Für den Montag ergeben sich kaum Modelldifferenzen, die nasskalte Nordwestlage
zeigen alle vorliegenden Modelle.
Am Dienstag erreicht dann nach Lesart fast aller Modelle, außer IFS, eine
Warmfront mit leichten Regenfällen (in höheren Lagen auch Schnee) den Westen und
Südwesten des Landes, vor allem GEM simuliert damit einhergehend einen
deutlichen Anstieg der Temperatur in 850 hPa (+5 Grad im äußersten Westen am
Dienstag, 18 UTC, IFS dagegen noch -6 Grad, ICON, GFS um 0 Grad). Zum Mittwoch
hin werden die Differenzen dann größer: GEM und vor allem GFS haben eine
wetteraktive Warmfront im Programm und simulieren im Westen und Süden des Landes
verbreitete Niederschläge (bis in höhere Lagen als Regen), die nach Lesart des
GFS mit Passage einer Warmfrontwelle im Südwesten und an den Alpen auch recht
ergiebig ausfallen können (mit markantem Neuschneezuwachs an den Alpen oberhalb
von etwa 800 bis 1000 m). ICON lässt die Warmfront weiter im Westen, während
nach IFS eher der Osteuropatrog mit insgesamt auch im Westen und Südwesten
niedrigeren Temperaturen als nach den anderen Modellen und einzelnen
Schneeschauern in der Osthälfte dominant bleibt.
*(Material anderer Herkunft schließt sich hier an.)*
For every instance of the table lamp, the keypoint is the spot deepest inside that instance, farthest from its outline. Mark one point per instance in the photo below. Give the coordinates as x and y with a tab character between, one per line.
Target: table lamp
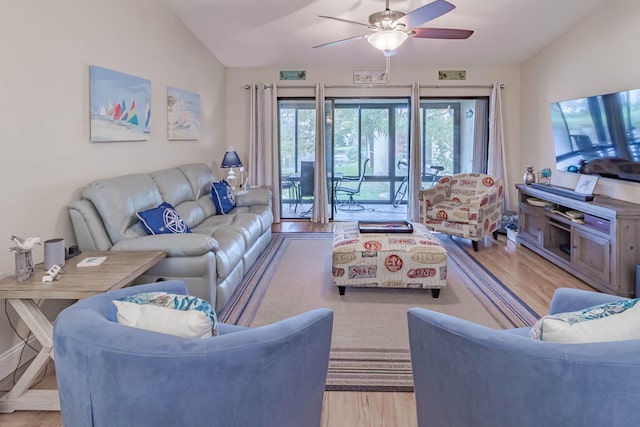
231	160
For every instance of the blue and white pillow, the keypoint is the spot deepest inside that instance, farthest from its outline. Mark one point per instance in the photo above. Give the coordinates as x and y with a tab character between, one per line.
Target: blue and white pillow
614	321
162	220
174	314
223	197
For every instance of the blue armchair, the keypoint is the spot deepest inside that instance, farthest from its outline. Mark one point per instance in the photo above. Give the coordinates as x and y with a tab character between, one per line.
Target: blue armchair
469	375
114	375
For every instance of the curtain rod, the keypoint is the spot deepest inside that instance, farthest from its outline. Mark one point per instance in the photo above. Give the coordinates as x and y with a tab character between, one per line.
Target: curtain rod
365	86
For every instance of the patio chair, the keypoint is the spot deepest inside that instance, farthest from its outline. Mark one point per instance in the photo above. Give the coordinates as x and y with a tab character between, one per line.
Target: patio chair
351	187
306	185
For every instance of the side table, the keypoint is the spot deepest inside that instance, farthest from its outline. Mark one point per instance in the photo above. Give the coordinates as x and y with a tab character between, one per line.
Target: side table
117	271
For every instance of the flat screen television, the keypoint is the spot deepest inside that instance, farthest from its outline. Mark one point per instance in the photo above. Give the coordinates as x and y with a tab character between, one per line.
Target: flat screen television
599	135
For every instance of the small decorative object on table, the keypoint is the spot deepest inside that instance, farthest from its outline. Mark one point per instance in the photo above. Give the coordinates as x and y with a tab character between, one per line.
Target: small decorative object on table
232	160
544	176
529	177
24	260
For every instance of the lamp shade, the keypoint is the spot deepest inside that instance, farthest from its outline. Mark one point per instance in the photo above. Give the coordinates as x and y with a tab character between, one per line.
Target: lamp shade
231	160
387	40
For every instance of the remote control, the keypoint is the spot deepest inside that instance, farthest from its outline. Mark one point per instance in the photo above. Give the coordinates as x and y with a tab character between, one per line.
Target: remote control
51	274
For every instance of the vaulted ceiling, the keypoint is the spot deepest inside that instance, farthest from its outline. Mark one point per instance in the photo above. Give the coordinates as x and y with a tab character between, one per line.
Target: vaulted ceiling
282	33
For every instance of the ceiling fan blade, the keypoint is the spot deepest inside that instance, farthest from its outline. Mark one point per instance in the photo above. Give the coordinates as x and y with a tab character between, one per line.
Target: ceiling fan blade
341	41
426	13
346	20
440	33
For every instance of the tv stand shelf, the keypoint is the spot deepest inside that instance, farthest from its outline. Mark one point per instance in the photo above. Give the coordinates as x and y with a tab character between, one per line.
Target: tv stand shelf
601	250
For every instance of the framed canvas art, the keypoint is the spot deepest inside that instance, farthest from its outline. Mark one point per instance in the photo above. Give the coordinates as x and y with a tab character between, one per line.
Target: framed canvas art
120	106
183	114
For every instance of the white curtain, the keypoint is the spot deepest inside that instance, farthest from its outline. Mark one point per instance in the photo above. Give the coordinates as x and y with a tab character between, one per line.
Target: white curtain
496	164
320	211
415	169
264	160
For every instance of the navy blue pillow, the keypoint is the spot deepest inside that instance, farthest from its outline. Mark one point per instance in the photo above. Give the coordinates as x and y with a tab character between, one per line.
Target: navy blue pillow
162	220
223	197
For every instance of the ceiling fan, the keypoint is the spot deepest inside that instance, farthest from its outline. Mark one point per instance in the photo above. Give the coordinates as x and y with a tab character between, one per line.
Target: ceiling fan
391	28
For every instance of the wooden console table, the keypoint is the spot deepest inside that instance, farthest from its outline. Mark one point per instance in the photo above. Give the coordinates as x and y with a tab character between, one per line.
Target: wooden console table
117	271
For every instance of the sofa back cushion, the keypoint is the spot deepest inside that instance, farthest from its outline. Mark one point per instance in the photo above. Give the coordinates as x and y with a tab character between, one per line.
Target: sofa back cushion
118	199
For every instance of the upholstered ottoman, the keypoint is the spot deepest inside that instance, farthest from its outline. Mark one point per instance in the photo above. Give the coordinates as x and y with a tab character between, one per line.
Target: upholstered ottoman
388	260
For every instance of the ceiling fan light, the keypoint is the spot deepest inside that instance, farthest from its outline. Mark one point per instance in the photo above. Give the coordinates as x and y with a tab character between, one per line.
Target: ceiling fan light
387	40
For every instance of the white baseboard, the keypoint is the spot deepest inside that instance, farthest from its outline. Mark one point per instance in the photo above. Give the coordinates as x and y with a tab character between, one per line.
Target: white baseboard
9	361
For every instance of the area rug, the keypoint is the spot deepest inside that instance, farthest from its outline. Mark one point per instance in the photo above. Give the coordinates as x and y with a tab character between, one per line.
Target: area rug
370	345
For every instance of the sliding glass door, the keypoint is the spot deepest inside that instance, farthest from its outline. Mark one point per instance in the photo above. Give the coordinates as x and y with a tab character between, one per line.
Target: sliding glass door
369	138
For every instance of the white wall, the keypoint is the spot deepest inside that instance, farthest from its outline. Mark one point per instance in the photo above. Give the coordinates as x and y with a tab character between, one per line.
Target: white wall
237	96
599	55
47	156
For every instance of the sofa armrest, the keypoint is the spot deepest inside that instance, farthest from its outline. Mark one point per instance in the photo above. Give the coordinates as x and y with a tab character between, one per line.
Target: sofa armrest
254	196
567	299
187	244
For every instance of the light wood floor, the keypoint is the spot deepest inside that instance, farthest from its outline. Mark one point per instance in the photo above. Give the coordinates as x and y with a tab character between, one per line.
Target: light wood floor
529	276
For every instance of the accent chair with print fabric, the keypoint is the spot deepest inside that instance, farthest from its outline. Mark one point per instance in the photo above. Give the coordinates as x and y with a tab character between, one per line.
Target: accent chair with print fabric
110	374
468	375
466	205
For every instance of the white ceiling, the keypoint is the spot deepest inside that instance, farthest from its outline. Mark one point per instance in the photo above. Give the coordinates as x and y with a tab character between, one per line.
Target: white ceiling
281	33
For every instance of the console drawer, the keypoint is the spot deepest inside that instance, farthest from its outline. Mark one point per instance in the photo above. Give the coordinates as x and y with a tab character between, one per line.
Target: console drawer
599	223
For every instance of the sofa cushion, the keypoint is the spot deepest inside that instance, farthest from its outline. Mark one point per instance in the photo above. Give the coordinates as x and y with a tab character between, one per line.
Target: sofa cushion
223	197
614	321
180	315
163	220
173	186
200	178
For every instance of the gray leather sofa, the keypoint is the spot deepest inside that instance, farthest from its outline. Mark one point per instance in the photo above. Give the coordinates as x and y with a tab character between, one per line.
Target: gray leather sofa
211	260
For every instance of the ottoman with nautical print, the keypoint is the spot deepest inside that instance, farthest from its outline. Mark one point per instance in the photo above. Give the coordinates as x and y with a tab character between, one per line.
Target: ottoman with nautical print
388	260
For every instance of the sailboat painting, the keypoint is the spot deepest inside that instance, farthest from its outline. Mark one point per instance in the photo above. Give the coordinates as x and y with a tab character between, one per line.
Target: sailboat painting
115	100
183	114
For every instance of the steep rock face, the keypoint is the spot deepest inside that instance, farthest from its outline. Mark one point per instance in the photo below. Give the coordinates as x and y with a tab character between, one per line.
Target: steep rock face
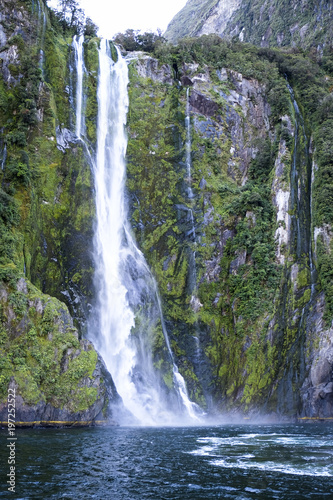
46	226
56	377
233	260
276	23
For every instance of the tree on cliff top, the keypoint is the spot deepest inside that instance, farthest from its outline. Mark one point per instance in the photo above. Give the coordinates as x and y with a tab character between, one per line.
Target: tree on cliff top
71	14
Den Übergang zu einer südlichen Westlage bis Freitag zeigen dann wiederum alle
Modelle, allerdings unterschiedlich schnell. Am progressivsten erweisen sich das
GEM und GFS, die bereits bis Donnerstagabend die Niederschläge (überwiegend als
Regen) bis zur Elbe vorankommen lassen, während es nach ICON nur ganz im Westen
etwas regnet und IFS noch komplett trocken lässt. Beide Modelle hinken etwa 12
Stunden hinterher, wobei es mit Ostverlagerung der Niederschläge in der Nacht
zum Freitag vor allem in den mittleren Landesteilen vorübergehend auch Schnee
bis in die Niederungen oder gefrierenden Regen geben kann.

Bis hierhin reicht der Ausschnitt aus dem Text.